We get that $r^2 = (-2\sqrt{3})^2 + 2^2 = 16$ and $\displaystyle \theta = \tan^{-1}\left(\frac{2}{-2\sqrt{3}}\right) = \tan^{-1}\left(-\frac{1}{\sqrt{3}}\right)$
So $r = 4$ and $\displaystyle \theta = -\frac{\pi}{6}$, but this $\theta$ is in the wrong quadrant. So we actually want $\displaystyle \frac{5\pi}{6}$ for $\theta$.
To get $\bar{z}$, we need to reflect over the $x$ axis. This results in taking the negative of the $\theta$ angle. We can also just start with $\bar{z} = -2\sqrt{3} - 2i $ and go from there.
$\displaystyle z = 4e^{i\frac{5\pi}{6}}$, $\displaystyle \bar{z} = 4e^{-i\frac{5\pi}{6}} = 4e^{i\frac{7\pi}{6}}$
Find the partial fraction decomposition of $\displaystyle \frac{6x^4 - 13x^3 + 37 x^2 - 37 x - 1}{(x - 2) (x^2 + 1) (x^2 + 9)}$.
The decomposition here looks like $\frac{A}{x-2} + \frac{Bx + C}{x^2 + 1} + \frac{Dx + E}{x^2 + 9}$
To set up value substitution, we end up with $\displaystyle 6x^4 - 13x^3 + 37 x^2 - 37 x - 1 = A(x^2 + 1)(x^2 + 9) + (Bx + C)(x-2)(x^2 + 9) + (Dx + E)(x-2)(x^2 + 1)$.
To set this up, we need to plug in $x=2$, $x=i$, and $x=3i$.
Each of the complex numbers gives rise to a system of two equations to solve for two coefficients, with these equations coming from the real and imaginary parts of the complex numbers.
$\displaystyle \frac{1}{(x-2)} + \frac{2x+1}{x^2 +1} + \frac{3x-4}{x^2 + 9}$
Find the four complex numbers where the function $\displaystyle f(x) = \frac{1}{(x^2 + 1)(x^2 + 2x + 5)}$ does not exist, and use this to determine an upper bound on the radius of convergence of the power series expansion of $f(x)$ centered at $x=-3$.
The denominator of this function is $(x^2 + 1)(x^2 + 2x + 5)$, so we can find where this part is zero.
The roots we get here are $z_1 = i$, $z_2 = -i$, and $z_3 = -1 + 2i$, $z_4 = -1 - 2i$.

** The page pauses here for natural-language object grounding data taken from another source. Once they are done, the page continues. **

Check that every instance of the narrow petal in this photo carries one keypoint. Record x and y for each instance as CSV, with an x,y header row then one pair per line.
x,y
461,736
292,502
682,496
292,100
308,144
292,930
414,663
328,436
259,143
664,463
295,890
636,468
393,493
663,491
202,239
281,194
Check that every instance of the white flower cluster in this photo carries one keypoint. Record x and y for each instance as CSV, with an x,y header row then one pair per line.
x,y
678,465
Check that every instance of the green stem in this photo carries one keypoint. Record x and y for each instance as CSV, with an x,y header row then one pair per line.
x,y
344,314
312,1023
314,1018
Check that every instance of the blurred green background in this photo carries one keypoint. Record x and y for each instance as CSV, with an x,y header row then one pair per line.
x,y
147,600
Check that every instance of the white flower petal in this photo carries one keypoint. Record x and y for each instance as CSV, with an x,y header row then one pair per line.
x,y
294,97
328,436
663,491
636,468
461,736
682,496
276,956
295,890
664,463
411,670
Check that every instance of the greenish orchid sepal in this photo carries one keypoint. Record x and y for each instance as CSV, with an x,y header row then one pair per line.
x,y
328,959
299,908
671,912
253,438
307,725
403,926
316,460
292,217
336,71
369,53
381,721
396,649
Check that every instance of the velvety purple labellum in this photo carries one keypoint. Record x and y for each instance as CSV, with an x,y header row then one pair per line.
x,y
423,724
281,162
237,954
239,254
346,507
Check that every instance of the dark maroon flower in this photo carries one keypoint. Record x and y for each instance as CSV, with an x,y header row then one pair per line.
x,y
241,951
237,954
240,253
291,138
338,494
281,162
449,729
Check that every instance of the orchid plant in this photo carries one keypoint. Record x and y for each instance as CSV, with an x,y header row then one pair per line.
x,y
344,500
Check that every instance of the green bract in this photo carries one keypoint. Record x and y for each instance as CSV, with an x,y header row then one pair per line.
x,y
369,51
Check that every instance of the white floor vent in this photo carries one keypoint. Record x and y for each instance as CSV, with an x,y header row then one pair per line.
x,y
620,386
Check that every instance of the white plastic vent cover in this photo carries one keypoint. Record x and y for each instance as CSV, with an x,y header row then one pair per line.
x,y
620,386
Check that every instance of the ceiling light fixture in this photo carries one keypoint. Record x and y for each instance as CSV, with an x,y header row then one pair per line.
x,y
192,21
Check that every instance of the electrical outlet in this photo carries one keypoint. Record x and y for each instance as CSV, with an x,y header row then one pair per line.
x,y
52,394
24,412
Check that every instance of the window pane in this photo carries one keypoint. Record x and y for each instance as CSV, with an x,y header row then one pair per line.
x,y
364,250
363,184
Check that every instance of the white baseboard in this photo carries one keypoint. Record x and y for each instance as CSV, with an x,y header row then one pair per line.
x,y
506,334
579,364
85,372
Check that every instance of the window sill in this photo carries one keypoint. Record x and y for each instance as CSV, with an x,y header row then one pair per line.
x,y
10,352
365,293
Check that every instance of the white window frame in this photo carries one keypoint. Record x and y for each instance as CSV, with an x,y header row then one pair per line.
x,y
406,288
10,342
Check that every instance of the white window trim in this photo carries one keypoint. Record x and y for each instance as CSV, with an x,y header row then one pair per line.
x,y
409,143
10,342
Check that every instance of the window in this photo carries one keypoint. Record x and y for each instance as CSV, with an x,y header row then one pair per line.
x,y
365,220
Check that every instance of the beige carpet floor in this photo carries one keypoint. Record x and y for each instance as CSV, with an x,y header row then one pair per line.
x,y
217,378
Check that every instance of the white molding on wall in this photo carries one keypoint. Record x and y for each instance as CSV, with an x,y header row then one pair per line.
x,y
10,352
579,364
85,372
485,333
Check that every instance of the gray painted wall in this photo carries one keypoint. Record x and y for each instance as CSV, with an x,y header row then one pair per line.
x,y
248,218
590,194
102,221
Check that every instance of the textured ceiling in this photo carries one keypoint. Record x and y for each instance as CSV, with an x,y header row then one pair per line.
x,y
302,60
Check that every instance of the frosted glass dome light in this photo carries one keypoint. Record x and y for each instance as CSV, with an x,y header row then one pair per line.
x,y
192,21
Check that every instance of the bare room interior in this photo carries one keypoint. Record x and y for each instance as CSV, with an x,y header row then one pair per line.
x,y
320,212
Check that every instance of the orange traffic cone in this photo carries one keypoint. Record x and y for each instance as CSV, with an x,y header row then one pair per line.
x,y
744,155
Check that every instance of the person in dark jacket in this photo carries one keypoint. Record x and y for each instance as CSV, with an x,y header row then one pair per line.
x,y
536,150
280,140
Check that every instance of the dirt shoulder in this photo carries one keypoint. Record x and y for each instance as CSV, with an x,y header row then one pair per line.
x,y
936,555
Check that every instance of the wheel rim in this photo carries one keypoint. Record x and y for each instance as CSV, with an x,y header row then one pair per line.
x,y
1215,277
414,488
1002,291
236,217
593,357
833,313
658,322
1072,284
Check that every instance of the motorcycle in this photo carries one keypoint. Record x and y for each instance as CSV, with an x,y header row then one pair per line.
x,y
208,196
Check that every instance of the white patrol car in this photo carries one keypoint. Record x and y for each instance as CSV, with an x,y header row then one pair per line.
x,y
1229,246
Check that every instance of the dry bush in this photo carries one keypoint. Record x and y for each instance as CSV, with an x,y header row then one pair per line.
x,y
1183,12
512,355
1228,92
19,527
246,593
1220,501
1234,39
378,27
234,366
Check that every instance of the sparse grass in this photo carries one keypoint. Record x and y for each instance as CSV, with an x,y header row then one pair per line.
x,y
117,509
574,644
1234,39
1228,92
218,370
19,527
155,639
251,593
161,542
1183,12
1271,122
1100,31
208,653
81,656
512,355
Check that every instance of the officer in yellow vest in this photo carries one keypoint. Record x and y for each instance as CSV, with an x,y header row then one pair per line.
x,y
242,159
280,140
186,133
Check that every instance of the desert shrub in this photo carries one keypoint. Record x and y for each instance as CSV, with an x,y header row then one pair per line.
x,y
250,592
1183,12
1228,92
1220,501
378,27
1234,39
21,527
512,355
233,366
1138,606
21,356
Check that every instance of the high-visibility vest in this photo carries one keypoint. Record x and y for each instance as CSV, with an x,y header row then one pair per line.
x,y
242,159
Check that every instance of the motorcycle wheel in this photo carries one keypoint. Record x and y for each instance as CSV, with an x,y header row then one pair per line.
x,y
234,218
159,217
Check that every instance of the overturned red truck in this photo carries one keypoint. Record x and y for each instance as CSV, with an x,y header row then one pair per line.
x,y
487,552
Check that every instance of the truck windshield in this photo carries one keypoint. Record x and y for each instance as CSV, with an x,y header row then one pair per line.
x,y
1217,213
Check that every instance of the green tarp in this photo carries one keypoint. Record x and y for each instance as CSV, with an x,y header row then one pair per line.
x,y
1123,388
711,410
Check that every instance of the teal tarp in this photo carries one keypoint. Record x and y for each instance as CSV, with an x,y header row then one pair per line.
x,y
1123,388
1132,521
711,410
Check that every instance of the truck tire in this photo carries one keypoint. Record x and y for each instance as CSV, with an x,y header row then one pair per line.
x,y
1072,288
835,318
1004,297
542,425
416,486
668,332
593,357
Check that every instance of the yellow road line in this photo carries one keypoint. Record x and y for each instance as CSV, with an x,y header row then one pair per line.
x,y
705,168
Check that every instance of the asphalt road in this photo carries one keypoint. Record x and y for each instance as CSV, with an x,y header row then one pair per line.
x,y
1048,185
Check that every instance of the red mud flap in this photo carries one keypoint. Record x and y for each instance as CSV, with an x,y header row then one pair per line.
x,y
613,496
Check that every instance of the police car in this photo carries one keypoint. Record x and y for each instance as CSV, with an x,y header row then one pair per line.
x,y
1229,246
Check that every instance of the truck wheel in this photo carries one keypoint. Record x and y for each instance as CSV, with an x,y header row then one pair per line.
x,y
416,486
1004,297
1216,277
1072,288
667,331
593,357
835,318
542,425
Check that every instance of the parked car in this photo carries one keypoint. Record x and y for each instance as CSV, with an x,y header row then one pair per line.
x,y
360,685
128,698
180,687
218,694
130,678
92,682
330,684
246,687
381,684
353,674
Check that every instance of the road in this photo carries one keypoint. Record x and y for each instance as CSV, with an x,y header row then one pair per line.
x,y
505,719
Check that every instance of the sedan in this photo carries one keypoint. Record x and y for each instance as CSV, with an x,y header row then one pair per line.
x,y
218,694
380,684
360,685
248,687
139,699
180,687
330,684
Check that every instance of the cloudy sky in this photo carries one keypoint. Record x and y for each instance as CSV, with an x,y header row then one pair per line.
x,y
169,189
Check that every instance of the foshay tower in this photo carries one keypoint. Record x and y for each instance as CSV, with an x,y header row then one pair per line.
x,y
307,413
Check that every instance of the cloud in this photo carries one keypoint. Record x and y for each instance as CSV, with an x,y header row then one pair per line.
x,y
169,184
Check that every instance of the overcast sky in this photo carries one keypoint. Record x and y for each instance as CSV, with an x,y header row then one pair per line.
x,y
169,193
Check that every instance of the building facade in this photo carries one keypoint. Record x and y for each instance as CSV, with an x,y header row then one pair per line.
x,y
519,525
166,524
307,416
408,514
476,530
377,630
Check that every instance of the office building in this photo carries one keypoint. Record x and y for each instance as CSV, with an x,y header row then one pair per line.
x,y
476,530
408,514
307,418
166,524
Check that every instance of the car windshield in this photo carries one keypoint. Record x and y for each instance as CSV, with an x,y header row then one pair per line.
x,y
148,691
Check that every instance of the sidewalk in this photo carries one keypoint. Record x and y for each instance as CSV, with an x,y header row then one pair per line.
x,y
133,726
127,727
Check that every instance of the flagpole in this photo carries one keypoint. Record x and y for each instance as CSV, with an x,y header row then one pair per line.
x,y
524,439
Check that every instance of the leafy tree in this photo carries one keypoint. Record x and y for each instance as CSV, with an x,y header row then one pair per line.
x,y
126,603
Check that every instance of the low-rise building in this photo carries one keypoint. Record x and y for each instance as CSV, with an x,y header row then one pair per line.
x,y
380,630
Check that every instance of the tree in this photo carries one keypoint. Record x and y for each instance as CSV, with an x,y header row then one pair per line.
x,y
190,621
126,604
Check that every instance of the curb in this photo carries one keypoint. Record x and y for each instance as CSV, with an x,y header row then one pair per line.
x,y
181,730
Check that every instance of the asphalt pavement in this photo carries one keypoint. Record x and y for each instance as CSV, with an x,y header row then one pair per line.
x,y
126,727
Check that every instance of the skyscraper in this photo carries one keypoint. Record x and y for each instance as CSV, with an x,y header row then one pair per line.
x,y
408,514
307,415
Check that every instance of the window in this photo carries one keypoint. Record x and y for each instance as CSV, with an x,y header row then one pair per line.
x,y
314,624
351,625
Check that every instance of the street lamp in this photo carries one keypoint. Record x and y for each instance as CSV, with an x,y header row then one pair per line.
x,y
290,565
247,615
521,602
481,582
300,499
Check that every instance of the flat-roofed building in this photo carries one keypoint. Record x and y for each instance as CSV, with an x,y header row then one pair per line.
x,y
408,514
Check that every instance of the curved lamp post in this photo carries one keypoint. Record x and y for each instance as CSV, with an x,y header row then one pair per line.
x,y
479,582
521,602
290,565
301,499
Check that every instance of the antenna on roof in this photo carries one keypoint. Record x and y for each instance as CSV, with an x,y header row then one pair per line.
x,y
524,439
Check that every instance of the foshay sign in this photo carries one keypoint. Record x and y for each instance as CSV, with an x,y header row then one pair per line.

To find the radius of convergence, or an upper bound on it, we need to figure out how far each of these numbers are from $-3$, because the radius can not extend past any of these points.
The distances are $\sqrt{10}$, $\sqrt{10}$, $\sqrt{8}$ and $\sqrt{8}$.
$f(x)$ does not exist at $z_1 = i$, $z_2 = -i$, and $z_3 = -1 + 2i$, $z_4 = -1 - 2i$. An upper bound on the radius of convergence is $\sqrt{8}$.
Use complex numbers to help compute $\displaystyle \int \frac{x^2 - 5x + 9}{(x+1)(x^2 + 4)}\ dx$
Use complex numbers to find an upper bound on the radius of convergence of the power series expansion of $\frac{\sin{x}}{x^2 + 9}$ centered at $x=1$. Do not compute the power series expansion.